Não é hora de poupar em higienização. As salas de aula, as maçanetas de portas, as torneiras, pias, sanitários, enfim, devem ser constantemente higienizados. Isso é um cuidado fundamental e permanente a ser adotado no dia a dia dos alunos. 

Medidas consagradas precisam continuar também na escola

Aprendemos que o uso de máscara, o uso de álcool gel e o distanciamento social são formas eficientes de prevenção à Covid-19. É essencial manter esses cuidados na escola, entre alunos, professores e funcionários. Estimule essas práticas entre todos.

Volta às aulas presenciais: o que fazer diante de casos suspeitos?

Por mais que os cuidados adotados pela escola sejam grandes e bem executados, o risco de contágio, dentro ou fora de seus muros, continua existindo. 

Os sintomas mais comuns e que devem aumentar os sinais de alerta são: tosse seca, dor de garganta e febre, mas existem vários outros.
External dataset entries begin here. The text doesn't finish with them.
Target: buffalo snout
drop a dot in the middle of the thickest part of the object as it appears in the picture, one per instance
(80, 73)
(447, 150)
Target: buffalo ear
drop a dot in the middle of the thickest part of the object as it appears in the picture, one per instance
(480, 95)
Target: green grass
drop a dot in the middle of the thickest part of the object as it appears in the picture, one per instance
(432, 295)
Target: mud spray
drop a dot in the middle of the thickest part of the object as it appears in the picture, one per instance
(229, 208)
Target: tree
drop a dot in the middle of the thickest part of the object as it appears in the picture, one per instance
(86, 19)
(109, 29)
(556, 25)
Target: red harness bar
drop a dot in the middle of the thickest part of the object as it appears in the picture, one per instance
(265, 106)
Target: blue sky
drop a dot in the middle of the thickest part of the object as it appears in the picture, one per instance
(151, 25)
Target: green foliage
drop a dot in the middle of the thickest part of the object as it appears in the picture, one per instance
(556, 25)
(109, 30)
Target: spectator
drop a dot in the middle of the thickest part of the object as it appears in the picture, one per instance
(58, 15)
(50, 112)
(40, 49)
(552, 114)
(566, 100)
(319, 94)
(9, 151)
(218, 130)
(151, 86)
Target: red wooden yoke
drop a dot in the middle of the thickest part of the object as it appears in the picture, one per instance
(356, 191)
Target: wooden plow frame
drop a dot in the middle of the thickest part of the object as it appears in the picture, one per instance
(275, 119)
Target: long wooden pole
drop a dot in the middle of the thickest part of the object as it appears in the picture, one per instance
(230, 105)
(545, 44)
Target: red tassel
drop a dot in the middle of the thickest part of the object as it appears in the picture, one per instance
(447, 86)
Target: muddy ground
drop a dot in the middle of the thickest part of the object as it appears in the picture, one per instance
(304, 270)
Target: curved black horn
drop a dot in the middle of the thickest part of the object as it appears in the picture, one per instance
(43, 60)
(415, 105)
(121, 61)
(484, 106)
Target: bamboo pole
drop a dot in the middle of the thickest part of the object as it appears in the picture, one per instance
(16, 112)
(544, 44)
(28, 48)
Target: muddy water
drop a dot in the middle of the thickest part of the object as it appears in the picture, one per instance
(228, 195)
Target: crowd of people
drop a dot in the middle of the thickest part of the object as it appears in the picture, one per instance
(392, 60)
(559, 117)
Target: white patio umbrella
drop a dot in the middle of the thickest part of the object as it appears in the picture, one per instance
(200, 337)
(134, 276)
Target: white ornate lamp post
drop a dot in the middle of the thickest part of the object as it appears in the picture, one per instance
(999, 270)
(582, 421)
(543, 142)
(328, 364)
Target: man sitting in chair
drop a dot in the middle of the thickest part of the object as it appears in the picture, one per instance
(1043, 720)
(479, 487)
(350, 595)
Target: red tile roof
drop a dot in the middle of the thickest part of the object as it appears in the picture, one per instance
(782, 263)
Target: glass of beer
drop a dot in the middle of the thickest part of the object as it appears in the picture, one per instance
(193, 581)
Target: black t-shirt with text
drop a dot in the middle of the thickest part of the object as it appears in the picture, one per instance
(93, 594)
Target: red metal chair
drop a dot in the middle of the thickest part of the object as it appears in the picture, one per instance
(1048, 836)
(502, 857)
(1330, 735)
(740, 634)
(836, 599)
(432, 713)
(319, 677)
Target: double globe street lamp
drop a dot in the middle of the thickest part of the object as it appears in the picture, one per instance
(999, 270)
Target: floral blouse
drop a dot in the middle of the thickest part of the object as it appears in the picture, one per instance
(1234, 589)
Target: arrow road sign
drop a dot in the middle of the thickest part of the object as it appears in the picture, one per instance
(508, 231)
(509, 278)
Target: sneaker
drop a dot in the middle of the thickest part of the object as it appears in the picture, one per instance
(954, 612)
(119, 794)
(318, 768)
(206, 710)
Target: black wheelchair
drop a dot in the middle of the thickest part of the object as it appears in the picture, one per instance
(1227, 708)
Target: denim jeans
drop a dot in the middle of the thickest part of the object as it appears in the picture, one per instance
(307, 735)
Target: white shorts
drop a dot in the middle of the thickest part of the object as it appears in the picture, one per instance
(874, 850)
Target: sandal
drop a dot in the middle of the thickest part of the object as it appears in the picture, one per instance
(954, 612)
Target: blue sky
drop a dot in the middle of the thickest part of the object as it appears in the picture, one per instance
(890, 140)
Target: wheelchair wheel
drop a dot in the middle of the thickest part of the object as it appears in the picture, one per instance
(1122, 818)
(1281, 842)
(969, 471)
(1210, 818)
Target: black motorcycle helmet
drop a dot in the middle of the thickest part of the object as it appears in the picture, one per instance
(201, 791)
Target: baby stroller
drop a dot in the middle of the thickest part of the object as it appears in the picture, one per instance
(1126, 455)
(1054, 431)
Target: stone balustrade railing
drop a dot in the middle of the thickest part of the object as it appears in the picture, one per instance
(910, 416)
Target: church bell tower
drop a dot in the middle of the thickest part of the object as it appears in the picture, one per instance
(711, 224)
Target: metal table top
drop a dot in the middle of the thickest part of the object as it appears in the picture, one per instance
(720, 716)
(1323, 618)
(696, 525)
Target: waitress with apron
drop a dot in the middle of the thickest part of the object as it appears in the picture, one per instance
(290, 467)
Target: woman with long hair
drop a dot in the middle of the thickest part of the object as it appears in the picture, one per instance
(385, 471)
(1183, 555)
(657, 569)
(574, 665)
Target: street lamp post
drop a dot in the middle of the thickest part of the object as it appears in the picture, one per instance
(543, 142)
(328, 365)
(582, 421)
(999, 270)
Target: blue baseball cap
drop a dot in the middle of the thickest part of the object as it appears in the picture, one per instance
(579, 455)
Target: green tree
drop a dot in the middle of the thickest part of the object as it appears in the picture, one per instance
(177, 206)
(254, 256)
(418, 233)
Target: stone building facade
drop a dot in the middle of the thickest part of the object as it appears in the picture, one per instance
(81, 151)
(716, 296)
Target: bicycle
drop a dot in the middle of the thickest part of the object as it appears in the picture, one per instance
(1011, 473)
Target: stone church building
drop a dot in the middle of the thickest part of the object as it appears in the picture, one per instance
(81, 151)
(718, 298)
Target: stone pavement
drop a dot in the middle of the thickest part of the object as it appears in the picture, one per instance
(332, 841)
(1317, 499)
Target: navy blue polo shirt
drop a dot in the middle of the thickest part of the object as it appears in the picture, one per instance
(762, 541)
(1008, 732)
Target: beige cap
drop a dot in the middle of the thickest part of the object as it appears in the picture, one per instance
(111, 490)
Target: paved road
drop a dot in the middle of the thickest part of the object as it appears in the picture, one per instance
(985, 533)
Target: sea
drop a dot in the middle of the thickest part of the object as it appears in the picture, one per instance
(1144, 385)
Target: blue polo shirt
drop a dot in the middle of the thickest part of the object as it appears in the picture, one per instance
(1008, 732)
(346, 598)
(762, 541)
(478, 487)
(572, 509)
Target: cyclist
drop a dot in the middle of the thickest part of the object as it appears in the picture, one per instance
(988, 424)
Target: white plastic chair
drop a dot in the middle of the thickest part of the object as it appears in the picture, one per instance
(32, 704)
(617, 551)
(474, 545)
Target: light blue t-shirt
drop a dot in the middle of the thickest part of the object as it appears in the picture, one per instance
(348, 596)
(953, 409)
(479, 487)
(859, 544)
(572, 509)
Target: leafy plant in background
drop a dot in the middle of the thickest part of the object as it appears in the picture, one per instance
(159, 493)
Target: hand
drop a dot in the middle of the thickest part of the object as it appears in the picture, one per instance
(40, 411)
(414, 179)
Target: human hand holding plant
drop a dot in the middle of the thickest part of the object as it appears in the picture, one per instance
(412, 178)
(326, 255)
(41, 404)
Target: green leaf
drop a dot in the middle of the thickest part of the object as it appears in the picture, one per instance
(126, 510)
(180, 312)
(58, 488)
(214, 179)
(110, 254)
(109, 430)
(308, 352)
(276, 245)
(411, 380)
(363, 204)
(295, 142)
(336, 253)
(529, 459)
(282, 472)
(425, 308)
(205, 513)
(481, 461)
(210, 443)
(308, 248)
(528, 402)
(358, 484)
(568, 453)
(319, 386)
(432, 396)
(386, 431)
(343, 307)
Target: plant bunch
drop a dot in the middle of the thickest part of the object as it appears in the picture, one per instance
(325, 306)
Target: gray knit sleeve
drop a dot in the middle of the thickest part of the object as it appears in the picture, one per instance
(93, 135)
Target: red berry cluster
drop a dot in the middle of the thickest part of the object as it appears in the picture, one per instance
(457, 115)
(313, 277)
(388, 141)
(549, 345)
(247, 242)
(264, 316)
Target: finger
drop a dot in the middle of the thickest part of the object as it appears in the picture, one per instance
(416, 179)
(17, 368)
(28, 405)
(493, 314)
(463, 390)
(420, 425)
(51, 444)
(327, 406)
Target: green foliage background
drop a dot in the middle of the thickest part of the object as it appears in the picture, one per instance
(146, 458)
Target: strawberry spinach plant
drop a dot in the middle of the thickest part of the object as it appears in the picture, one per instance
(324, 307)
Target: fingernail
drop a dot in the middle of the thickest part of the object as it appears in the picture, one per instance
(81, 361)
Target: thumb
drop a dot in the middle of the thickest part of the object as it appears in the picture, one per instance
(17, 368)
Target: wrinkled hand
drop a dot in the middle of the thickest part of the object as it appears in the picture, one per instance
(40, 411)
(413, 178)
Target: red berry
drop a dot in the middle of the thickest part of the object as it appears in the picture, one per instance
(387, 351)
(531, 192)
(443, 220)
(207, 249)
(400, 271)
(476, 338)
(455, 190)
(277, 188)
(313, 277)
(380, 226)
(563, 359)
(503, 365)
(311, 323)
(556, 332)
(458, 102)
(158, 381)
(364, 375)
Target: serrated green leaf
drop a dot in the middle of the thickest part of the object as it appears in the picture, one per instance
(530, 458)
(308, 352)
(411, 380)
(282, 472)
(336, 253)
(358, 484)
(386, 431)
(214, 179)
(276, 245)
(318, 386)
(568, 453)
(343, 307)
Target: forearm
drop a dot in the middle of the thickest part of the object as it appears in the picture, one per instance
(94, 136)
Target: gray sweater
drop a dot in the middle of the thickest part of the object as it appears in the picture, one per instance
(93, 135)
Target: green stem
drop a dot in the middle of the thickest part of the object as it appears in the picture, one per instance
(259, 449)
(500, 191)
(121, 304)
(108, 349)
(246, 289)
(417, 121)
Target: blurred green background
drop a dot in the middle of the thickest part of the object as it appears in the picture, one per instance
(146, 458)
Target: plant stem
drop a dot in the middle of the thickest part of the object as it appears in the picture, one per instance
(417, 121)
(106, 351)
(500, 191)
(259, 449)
Em caso de suspeita de contágio por parte de um aluno, o ideal será:

– Isolar imediatamente o aluno dos demais colegas
– Avisar aos responsáveis para que venham buscá-lo e façam o exame
– Orientar para que o aluno fique em isolamento por ao menos 14 dias
– Orientar o aluno para que assista às aulas online

No caso de professores e funcionários o isolamento e o exame, acompanhando os sintomas, também é fundamental. O professor poderá, se em condições, ministrar a aula remotamente, como muitos já vêm fazendo ao longo da pandemia.

Orientação a todos na escola

De nada adianta adotar uma série de cuidados, criar os protocolos, investir em segurança e higienização, se tudo isso não for bem alinhado com quem precisa: professores, pais e funcionários.

Vale, por exemplo, realizar palestras para os pais e também uma palestra para quem compõe o dia a dia da escola, professores e funcionários, explicando tudo, passo a passo.

Só um alinhamento muito bem-feito e a exigência de que o protocolo seja cumprido, poderá garantir a segurança dos alunos e de todos os envolvidos. 

Conclusão

As aulas presenciais estão cada vez mais perto de uma retomada total.

Seguir protocolos das autoridades competentes e definir as ações por parte da escola são medidas urgentes e que precisam de atenção.

A escola precisa conscientizar a comunidade escolar da importância de seguir os protocolos.

Casos suspeitos de contaminação precisam de ações rápidas e bem organizadas da escola para proteger a todos e minimizar qualquer perigo.